Voici donc un ouvrage hybride, inclassable, entre documentaire sociologique, journal intime et théâtre (nombre d’indications sont plus proches des didascalies du discours théâtral que de celui du narratif), dans le ton d’un Beckett plutôt que dans celui d’un Fargue. Ou tout simplement de François Villon, et de ses fugueurs, ses bagnards, ses voleurs, poète dont le Testament est longuement cité en fin d’ouvrage. Ce qui nous ramène, finalement, à la littérature, la vraie, la pure, loin de toutes les limites de la simple enquête de terrain.

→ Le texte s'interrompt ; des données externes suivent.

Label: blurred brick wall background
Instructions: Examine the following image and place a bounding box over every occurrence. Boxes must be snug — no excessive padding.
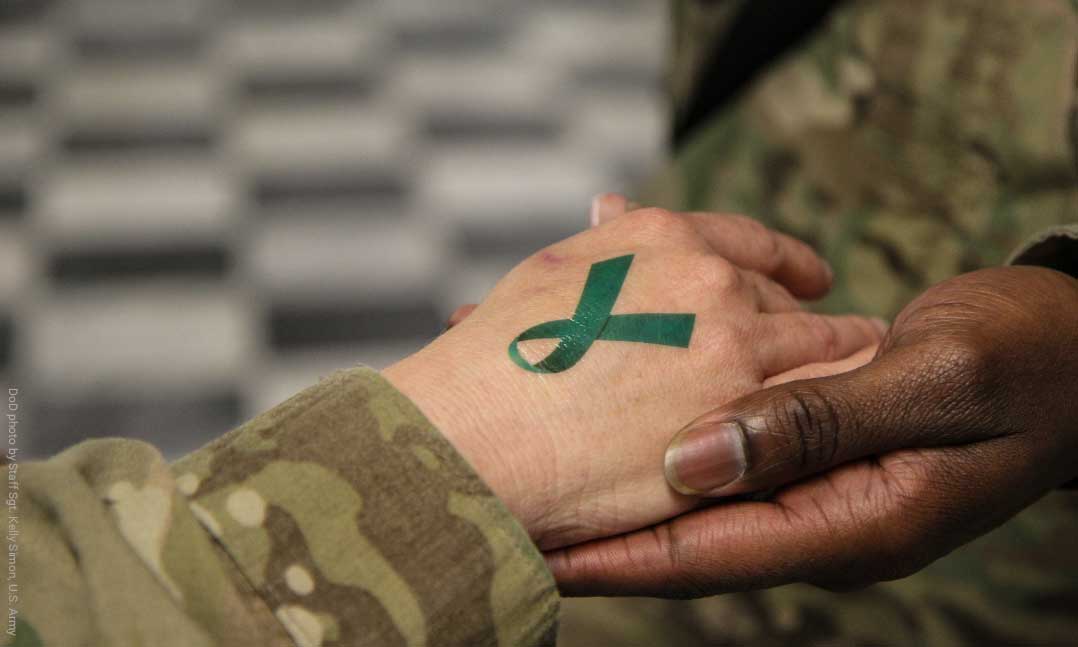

Leïla Sebbar, Sous le viaduc, une histoire d’amour, Bleu autour, mai 2018, 120 p., 13 €

Signalons que ce livre est publié dans une nouvelle collection des éditions Bleu autour, baptisée céladon, qui présente une identité graphique propre : un format court (13 X 17 cm),  papier offset, brochure avec couture, rabats imprimés recto-verso. Ont déjà été publiés, dans cette collection, des textes de Jean-Marie Borzeix, L’Homme qui aimait les arbres, de Christian Giudicelli, Juvenia et de Eric Poidron, L’Ombre de la girafe, voyage au long cou.

Rappelons aussi la très belle réédition, commentée et illustrée,  d’un des textes les plus importants de Leïla Sebbar, Je ne parle pas la langue de mon père, suivi de L’Arabe comme un chant secret, préface de Marie-Hélène Lafon, Bleu autour, 2016 (Lire ici l’article de Catherine Simon)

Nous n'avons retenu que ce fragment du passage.